Alex was Johnny Ray’s biggest fan and loved to promote the business. He loved to wear the Johnny Ray’s “pig” mascot, she said, and his favorite event was the Chelsea July 4 fireworks display, which Carter and Johnny Ray’s sponsor each year.
“He died on June 30 and I knew we had to go forward with those fireworks for Alex,” she said. “Things are a lot different now without him.”
Her family — including daughter, Juliana Swinford, age 4 — is her priority.
“I wanted to prove people wrong. So many thought it was a joke,” Carter said. “I struggled all my life. I watched my mother struggle and go without for us. She wouldn’t get her hair done. She wouldn’t buy herself makeup. It was a big deal for me to go to college. I knew one day I was going to be able to repay her.”
She hopes to eventually sell her Chelsea Johnny Ray’s restaurant to Jeremy and move on to other business pursuits.
Her niche in business is starting them and marketing, she said. She has joined the area’s chambers of commerce and every civic group and organization she can, including strong participation in this year’s South Shelby Relay for Life.
Also, she hopes to eventually be elected to the Chelsea City Council.
“The city and Mayor (Earl) Niven have been so supportive of me.
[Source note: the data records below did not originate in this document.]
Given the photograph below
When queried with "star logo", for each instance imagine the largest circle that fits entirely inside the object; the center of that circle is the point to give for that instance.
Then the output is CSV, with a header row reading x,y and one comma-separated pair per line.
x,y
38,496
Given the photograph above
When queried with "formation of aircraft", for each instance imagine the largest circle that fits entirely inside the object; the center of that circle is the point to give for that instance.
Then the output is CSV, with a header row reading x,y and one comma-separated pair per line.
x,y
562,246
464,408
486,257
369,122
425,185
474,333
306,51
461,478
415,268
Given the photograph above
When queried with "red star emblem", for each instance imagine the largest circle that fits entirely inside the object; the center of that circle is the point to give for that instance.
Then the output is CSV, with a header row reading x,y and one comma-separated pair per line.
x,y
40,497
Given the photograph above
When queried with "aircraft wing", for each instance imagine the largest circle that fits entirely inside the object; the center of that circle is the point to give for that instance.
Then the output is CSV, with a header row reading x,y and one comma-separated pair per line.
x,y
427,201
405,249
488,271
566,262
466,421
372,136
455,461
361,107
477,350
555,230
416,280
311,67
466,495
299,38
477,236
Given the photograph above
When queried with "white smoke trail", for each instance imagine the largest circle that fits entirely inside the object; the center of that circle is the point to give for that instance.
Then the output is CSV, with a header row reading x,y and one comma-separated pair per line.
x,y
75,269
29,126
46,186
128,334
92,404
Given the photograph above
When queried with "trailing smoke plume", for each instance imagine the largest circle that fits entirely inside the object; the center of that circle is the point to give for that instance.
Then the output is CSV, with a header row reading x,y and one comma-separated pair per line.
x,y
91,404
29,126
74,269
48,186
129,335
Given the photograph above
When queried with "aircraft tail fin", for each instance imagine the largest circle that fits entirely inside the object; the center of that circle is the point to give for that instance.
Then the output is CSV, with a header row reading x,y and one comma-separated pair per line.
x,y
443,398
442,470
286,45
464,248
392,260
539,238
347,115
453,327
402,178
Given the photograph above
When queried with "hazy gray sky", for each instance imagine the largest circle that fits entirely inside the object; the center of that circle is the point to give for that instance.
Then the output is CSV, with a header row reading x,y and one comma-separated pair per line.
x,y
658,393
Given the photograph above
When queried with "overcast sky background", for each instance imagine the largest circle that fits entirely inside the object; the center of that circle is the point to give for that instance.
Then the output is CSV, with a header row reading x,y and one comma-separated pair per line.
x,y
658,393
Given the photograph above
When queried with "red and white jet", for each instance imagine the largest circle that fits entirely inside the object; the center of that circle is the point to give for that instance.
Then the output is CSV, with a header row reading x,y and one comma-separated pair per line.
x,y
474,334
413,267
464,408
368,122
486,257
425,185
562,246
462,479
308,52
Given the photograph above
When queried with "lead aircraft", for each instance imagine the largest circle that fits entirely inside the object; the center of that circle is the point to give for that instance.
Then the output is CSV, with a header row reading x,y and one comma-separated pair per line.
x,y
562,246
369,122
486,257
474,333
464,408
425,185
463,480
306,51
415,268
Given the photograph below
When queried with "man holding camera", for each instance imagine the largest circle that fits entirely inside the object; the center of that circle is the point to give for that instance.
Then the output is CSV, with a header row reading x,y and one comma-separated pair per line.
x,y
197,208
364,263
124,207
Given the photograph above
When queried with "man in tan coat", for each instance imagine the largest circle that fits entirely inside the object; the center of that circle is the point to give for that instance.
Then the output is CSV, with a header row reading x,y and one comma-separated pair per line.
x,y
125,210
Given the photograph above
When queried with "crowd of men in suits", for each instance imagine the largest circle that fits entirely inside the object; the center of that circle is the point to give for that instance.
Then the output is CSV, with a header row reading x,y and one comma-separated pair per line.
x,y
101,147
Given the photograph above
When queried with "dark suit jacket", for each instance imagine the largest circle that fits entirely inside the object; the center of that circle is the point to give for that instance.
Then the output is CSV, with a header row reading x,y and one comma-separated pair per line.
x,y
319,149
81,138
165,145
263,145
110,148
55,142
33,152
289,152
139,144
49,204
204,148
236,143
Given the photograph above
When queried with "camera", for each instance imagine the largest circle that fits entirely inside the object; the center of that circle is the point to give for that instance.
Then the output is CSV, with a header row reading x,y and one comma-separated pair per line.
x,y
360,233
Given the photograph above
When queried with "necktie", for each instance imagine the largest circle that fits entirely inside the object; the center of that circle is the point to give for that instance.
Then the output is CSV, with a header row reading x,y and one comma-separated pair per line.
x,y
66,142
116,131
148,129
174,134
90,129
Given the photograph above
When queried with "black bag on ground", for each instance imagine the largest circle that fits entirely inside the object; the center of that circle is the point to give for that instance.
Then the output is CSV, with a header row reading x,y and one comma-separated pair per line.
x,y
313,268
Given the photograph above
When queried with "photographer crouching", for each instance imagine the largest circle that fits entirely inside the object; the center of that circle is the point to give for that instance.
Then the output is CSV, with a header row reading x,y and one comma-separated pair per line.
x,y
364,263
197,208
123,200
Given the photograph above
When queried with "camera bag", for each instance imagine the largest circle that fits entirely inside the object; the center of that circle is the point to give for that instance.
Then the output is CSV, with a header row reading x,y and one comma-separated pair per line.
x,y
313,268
I think I have something I can contribute,” she said.
What will her next business venture be? If she knows, she’s not telling.
“Until I know it’s going to happen, I’d never tell you,” she said, eyes twinkling with infectious enthusiasm. “I do know it’s not going to be a restaurant. I want something totally different.”
*Editor’s Note: This story ran in our Profile 2011 special section. The annual publication was inserted into our Feb. 23 edition of the Shelby County Reporter. Copies are available at the Shelby County Reporter office.